I am arguing that all of these ideas can be subsumed under a simple and unified theory based on natural selection plus the unassailable observation that organisms are often significant components of their own adaptive environment.
This simple model reverses the expectations of a Darwinian model that does not include this particular observation. The feedback loops that are implied by this idea will tend to drive species away from the underlying peaks in fitness landscapes and directly toward extinction, exactly as is commonly observed in the fossil record.
This is the model that I am arguing provides the simplest basis for further unraveling the forces involved in real biological systems. And yes, it needs further corrections, most obviously realistic models for genetics and sexual reproduction, not to mention contingencies such as geographic separation of populations. But if we try to graft these corrections onto a model that lacks either natural selection or feedback effects, we will be in serious trouble, headed down Aristotelian paths that lump together effects that are better separated at the conceptual level.
Doug Robertson · 3 March 2007
If you read my papers on the subject, you will find that there is a third mathematical concept that must be added to the basic theory of Darwinian selection. This new idea is the concept of an iterated nonlinear mapping.
It is based on the unassailable observation that biological reproduction takes place in discreet generations, and the phenotypic parameters of the next generation are some nonlinear function of the current generation and environment.
This leads directly to the iterated nonlinear mapping theories developed by Robert May, Mitchell Feigenbaum, Benoit Mandelbrot, and others, and whose roots trace back to work by Henri Poincare and his student, Gaston Julia. This also takes us into the heart of modern chaos theory. Iterated nonlinear mappings are some of the strangest things ever encountered in mathematics. The famous Mandelbrot set is one of the simplest examples.
The immediate implication here is that evolution should be expected to behave in ways that are both complicated and counter-intuitive. No mathematician before Poincare imagined that an iteration of something as simple as (z^2 + c) on the complex plane would produce Julia sets and the Mandelbrot set. And biological evolution involves iterating a function that is not at all simple.
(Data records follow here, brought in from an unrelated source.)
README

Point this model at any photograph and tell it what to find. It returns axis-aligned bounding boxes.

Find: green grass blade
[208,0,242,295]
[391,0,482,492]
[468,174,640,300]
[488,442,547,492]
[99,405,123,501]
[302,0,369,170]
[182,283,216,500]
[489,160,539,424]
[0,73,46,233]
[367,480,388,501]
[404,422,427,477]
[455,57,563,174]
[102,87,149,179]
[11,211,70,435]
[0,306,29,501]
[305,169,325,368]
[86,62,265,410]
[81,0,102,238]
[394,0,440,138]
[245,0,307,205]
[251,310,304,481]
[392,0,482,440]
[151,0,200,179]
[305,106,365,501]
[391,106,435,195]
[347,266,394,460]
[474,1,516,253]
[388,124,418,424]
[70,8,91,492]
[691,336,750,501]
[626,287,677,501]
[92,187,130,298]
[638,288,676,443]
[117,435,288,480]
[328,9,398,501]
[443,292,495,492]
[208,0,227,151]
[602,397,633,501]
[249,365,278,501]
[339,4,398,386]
But one of the fundamental insights of chaos theory is that chaos is produced by iterating almost any nonlinear function. It doesn't matter what nonlinear function you choose to iterate. It is the process of iterating that is fundamental, that causes chaos in all sorts of mappings. And iteration is the concept that carries over directly into evolutionary biology.
It is true that biological generations often overlap (although there are some species, such as annual plants, whose generations do not overlap). This overlapping would tend to make things more complex, not less.
Thus it seems to me that the theoretical foundation for Darwinian evolution must rest on at least three fundamental conceptual ideas:
1. Reproduction with heritable variation plus natural selection (classical Darwinism).
2. Feedback loops that are produced when organisms are significant components of their own adaptive environment.
3. Iterated nonlinear mappings, because evolution takes place by discreet generations and each generation is some (complicated) nonlinear function of the previous generation and environment.
There may be other fundamental ideas required--I make no claims to omniscience. But it seems to me that these three concepts provide the minimum theoretical background against which the further details of evolution, including, as I said, genetics and sexual reproduction, geographic contingencies, physical limitations, and so forth can be studied.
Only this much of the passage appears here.